Looking to bounce back from Tuesday’s 6-3 loss in Edmonton, the Kings returned home wanting to mimic the fast start they got off to in Game 4. That wouldn’t be the case here as McDavid put the Oilers ahead just 1:25 into the game, a deft deflection off a shot-pass from Evan Bouchard. Like the majority of the games in this series, this one too felt like a game of cat-and-mouse, with no lead safe for even a moment.
It was a big night for Kevin Fiala, who had a goal and two primary assists. After missing the first three games of the series with a lower-body injury, he returned in Game 4 and had two primary assists. The reason the Kings acquired him from the Minnesota Wild last summer was for performances exactly like these.
On the other end matching Fiala was Klim Kostin, who had two goals and the secondary assist on Kailer Yamamoto’s game-winning goal with 3:03 remaining in the third period. “Thank goodness it went in,” said Yamamoto, the game-winner being his first goal of the series. He and Kostin combined for five points on the night.
Although another series loss to Edmonton is frustrating, it’s a position that the Kings put themselves in. A late-season slump in April took them from second in the division to third and almost dropped them all the way into the first Wild Card spot. This came after a 12-game point streak in the month of March.
This lack of consistency is what plagued the Kings throughout the series and it’s something that head coach Todd McClellan touched on in his post-game press conference: “I could give different names every night (for who played well) and that’s probably why we didn’t win. As guys took it up, they kind of fell off a little bit.”
“We have players obviously that we’re disappointed in, that had better playoff series last year than they did this year and that can be young and old,” continued McClellan. “We have to look at why and how and decide whether those individuals are going to be able to adjust to play at this time of the year, but that’s what good teams do. That’s what good organizations do. They evaluate everything. Coaches need to be evaluated, players need to (be evaluated). We’ll do that as an organization and we’ll come out at the backend better.”
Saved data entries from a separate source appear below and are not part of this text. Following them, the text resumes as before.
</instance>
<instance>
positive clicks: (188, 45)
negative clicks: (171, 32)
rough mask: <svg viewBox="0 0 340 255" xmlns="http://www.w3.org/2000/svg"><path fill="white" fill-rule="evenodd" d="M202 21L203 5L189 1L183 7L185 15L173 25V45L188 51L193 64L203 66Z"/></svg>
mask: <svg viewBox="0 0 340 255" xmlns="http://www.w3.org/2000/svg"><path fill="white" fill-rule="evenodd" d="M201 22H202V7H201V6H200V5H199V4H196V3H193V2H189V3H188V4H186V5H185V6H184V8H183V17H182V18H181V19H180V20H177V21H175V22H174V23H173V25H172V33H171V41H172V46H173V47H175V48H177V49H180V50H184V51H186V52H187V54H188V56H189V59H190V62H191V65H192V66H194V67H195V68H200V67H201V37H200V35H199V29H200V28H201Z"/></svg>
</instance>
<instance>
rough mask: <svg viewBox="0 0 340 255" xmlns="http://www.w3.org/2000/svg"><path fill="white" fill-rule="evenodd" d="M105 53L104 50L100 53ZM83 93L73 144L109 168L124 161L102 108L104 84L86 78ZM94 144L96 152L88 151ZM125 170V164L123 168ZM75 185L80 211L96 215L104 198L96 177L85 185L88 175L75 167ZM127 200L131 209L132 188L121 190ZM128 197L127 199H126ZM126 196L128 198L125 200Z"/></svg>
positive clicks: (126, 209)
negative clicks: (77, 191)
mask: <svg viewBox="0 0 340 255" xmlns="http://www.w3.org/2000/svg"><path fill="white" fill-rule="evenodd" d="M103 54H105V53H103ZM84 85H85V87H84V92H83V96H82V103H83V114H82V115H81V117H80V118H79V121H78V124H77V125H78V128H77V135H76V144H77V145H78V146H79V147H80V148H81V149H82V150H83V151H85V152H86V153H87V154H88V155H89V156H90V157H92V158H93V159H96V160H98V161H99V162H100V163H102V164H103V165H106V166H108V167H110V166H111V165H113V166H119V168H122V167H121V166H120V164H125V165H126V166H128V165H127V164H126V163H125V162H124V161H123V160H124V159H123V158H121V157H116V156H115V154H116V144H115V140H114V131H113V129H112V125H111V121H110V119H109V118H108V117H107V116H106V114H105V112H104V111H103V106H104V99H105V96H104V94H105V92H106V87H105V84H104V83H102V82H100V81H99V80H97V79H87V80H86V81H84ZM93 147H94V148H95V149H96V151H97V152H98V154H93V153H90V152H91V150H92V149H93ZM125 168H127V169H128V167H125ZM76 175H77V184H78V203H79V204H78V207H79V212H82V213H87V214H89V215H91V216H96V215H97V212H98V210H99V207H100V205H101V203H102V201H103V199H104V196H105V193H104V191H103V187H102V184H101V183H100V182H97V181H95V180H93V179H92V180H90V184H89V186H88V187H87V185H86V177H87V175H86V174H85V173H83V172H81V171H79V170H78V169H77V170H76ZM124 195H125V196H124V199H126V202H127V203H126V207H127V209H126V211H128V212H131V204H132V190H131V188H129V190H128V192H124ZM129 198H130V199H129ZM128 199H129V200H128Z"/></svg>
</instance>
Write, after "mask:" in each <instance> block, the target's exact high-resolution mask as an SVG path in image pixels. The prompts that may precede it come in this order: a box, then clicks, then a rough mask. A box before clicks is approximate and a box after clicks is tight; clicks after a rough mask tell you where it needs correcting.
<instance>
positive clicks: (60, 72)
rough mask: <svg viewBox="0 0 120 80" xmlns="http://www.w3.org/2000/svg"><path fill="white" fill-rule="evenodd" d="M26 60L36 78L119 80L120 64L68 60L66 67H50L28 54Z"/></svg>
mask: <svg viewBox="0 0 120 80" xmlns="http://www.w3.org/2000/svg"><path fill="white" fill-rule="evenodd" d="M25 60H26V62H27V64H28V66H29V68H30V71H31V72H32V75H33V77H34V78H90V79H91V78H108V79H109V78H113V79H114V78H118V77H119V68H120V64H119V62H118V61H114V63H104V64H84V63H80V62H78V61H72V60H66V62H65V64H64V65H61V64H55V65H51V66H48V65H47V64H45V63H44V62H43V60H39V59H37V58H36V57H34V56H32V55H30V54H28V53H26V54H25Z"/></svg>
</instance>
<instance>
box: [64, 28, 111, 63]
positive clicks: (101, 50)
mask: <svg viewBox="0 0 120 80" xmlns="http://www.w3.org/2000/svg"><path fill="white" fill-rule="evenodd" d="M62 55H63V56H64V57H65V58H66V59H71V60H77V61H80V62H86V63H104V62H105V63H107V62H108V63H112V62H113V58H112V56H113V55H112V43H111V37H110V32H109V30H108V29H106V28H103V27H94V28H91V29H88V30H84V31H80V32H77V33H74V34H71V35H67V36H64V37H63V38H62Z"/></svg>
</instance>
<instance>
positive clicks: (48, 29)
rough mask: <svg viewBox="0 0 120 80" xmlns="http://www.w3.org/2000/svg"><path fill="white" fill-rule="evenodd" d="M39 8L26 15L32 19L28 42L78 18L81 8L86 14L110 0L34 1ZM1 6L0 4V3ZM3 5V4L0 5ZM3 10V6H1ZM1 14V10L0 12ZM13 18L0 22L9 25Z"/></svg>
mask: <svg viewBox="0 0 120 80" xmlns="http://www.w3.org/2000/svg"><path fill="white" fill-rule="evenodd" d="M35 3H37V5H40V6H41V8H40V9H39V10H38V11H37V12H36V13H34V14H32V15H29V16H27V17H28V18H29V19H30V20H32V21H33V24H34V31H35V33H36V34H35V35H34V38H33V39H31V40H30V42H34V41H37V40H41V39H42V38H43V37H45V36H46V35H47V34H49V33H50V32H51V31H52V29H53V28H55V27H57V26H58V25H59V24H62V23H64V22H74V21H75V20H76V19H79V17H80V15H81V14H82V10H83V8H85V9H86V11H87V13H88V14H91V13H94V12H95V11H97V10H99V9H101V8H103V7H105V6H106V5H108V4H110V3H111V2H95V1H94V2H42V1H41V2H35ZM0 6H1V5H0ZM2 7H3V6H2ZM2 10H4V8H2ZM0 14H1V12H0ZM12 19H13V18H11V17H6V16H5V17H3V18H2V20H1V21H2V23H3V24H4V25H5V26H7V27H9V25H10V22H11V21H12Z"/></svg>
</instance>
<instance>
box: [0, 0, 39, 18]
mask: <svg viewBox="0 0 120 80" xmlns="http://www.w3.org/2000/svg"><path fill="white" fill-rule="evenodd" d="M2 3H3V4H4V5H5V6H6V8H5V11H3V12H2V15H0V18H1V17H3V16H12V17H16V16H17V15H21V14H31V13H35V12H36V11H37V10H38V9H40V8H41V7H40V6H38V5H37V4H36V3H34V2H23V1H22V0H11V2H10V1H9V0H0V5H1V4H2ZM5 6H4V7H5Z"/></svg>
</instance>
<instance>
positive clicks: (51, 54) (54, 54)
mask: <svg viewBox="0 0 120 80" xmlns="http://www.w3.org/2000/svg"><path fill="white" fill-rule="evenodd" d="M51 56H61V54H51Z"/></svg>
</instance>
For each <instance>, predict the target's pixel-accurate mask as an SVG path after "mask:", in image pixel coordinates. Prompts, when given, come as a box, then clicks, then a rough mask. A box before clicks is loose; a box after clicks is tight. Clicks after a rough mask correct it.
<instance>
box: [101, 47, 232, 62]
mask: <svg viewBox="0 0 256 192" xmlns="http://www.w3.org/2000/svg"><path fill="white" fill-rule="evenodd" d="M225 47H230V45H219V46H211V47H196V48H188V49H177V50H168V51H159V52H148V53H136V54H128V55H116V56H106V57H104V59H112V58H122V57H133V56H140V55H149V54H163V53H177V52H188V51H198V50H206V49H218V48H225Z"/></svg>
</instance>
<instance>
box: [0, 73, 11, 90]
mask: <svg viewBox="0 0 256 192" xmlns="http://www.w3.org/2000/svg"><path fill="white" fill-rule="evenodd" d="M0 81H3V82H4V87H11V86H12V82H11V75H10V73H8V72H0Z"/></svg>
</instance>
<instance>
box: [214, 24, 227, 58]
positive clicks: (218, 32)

As far as players who did play well over the stretch of the series, Adrian Kempe continued to prove that last season’s performance was no fluke. Becoming the first 40-goal scorer in franchise history since 1993-94, Kempe had five goals and eight points in the series––leading the team in both totals.
The Kings have several important decisions to make ahead of free agency this summer, most notably regarding the impending free agent statuses of Joonas Korpisalo and Vlad Gavrikov. Both players were acquired from Columbus in the deal that sent Jonathan Quick to the Blue Jackets and both players immediately strengthened the team. Gavrikov added a dependable, left-handed shutdown option behind Mikey Anderson and Korpisalo was an upgrade in net over Quick.
The strong play of Gavrikov into the playoffs may perhaps price him out of the Kings’ preferred range, but he is a player that they might not be able to afford to lose. Korpisalo played well in the first few games of the series but looked like a different player in the last few games of the series. His return may depend on how comfortable the Kings feel going with a tandem of Pheonix Copley and Erik Portillo, who signed an ELC with the Kings earlier this month.
A 100-plus point season––their first since 2015-16––is nothing to scoff at, especially after the Kings just barely missed out on reaching that mark last season. But, just like that 2015-16 season, it ended with a loss in the first round. The Oilers are a formidable opponent and McClellan alluded to the fact that those Oilers aren’t going anywhere.
“For us to move forward to get to where we want to go, we’re probably going to have to play them again and again and again and we’re going to have to find ways to beat them.”
In order to achieve that goal of winning the Cup again, the Kings will likely have to get past the Oilers at some point. Currently, they’re not at that stage.